Quickness over strength
Once indoors, however, long passes on a 50-yard long field may not be common, but they do happen and could result in a blink-of-the-eye TD.
"It's not about how strong your arm is like the outdoor game," said Schneider, the backup to veteran Glen Gauntt. "It's very quick passing. You don't need much zip on the ball. It's mostly about touch and throwing over linebackers and over the middle."
Schneider, who graduated from Duke last summer, then used his fifth year of eligibility to play one season for the Penguins, said Gauntt's help has been immeasurable.
"He's helped me learn the game. I'm doing pretty well and coach [Mike Hold] likes where I'm at now."
Schneider is anxious to be part of a game in which high scoring is the norm.
"I'm looking forward to being part of an offense that scores lots of points."
Not much down time
The challenge of trying to adapt to the new animal fits perfectly into Schneider's plans.
"It's a great-timing situation now," the Sharon High graduate said. "I can't ask for anything more, whether it's CFL or Arena."

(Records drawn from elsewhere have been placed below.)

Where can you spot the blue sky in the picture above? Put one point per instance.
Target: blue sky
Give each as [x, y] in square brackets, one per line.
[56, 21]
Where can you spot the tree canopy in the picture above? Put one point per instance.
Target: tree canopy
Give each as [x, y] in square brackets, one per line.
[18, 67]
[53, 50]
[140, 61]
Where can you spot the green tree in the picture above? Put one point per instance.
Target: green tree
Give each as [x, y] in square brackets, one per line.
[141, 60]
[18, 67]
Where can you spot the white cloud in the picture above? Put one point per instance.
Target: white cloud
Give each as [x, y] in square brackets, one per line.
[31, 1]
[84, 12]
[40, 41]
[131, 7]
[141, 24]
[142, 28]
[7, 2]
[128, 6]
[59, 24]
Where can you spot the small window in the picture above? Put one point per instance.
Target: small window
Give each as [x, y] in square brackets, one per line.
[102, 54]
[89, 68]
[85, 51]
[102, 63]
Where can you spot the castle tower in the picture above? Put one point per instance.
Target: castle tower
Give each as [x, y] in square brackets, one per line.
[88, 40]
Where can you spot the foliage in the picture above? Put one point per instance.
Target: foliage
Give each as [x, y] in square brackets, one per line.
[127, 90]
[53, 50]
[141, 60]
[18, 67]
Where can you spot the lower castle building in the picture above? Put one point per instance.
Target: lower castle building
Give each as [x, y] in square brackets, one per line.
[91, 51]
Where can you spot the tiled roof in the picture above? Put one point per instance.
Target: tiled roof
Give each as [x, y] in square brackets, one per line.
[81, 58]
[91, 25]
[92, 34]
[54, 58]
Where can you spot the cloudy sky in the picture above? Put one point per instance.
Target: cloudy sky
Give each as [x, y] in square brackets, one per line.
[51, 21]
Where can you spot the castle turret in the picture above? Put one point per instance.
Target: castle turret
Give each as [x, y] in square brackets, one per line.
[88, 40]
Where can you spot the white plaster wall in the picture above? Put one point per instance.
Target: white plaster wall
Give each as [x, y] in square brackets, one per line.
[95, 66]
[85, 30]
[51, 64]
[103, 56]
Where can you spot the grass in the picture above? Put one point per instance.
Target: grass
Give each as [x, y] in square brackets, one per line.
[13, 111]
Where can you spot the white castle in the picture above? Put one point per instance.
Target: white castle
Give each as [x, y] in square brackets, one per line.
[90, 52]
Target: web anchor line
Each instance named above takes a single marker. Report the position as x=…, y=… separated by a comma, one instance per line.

He was referring to the short window between the conclusion of his college career and pro opportunities.
"There wasn't much of a lull," said Schneider, who was with YSU when the Penguins lost to Appalachian State in the I-AA semifinals in December.
His objective was to stay in shape in anticipation of a possible shot at the CFL or NFL.

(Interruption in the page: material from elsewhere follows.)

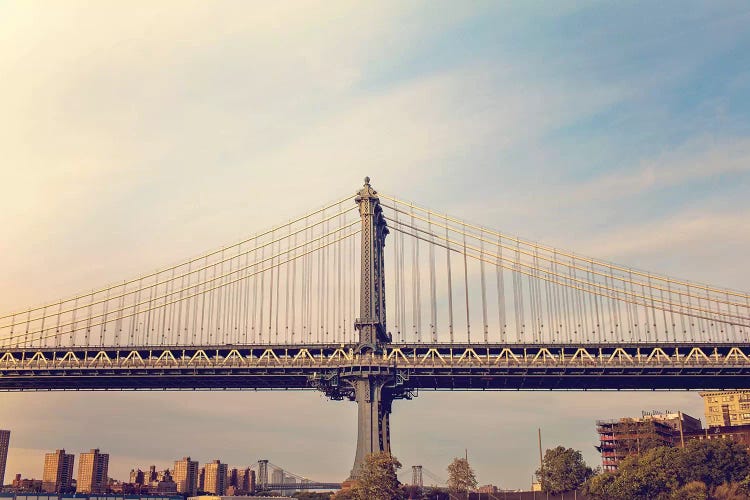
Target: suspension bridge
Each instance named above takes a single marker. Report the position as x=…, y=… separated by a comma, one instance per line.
x=303, y=306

"Three months ago, I didn't know about af2. I was sticking around to work out and train to see what may happen with any league. "I felt like I could still play at the next level, so I started sending out tapes to every league there is and went to a few workouts."
He said he heard about the AFL, but not af2.

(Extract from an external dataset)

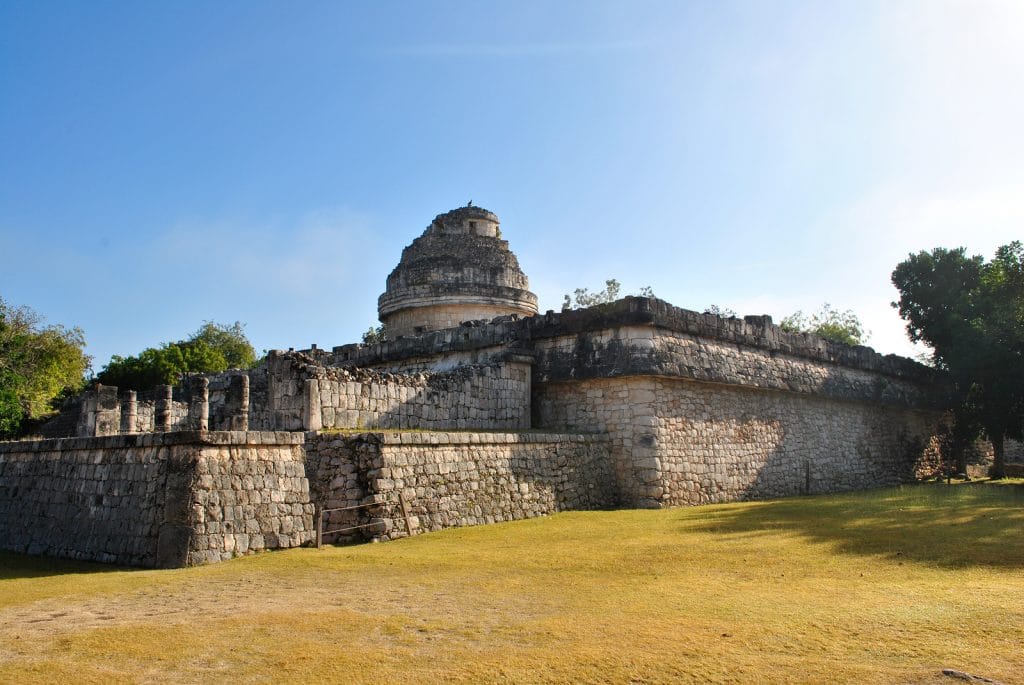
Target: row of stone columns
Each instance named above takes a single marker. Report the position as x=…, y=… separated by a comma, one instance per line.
x=103, y=414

Eventually, Schneider's name found its way into af2 circles via a friend.
"I got a call from Coach Hold and discussed it with him a couple months ago."
Adapting to indoor game
Schneider signed in February. He attended an NFL pro day at Stambaugh Stadium last week, but, if nothing happens with the NFL or CFL, he figured it was best to learn the indoor game now instead of waiting a year.
"This is a good chance to learn and continue to play football," the 23-year-old said. "I think I want to play in the AFL after this."
Schneider feels he's adapting to the indoor game.
"There's a lot more to the game that people think," he said of the various defensive coverages to learn. It's a quick game, so you have to process it a lot faster. Seeing coverages over and over will help. Instead of waiting for a five-step drop, I may have to get off a pass in two steps or one."
Schneider said he knows his place behind Gauntt.
"I knew I wasn't going to be the starting quarterback. I didn't understand that at first. He's a veteran and I'm going to learn a lot from him. I'm not saying I'm not going to work my butt off. For one, I've got to make quicker reads."
Schneider won't have a parttime job until after the first game. "That's when we pretty much get settled in with jobs and work," he said.
He plans to move into an apartment with a teammate to build more chemistry.
Mobility will come in handy
Schneider expects indoor playcalling to be at least a 90-10 mix of pass and rush percentages.
"Maybe even 95 pass/5 run," he added.
Although he's a drop-back type, the 6-2 Schneider said he's got mobility.
"Arena doesn't ask you to be a speed demon because there's not enough room, but a quarterback can still break the pocket and run around making plays. It's more about dropping back and looking downfield and how quick the release is rather than how strong the arm is."
While the Chevy Centre playing suface is not field turf, it's pretty soft and gives a little.
"It'll still hurt to get scraped on, so you have to wear long sleeves and high socks to prevent getting brush burns," Mike said. "It's like YSU's old turf, but a little softer."
Mike's father coached 32 years in high school, including 29 as offensive line coach at Sharon. Mike's brother has been offensive coordinator for eight.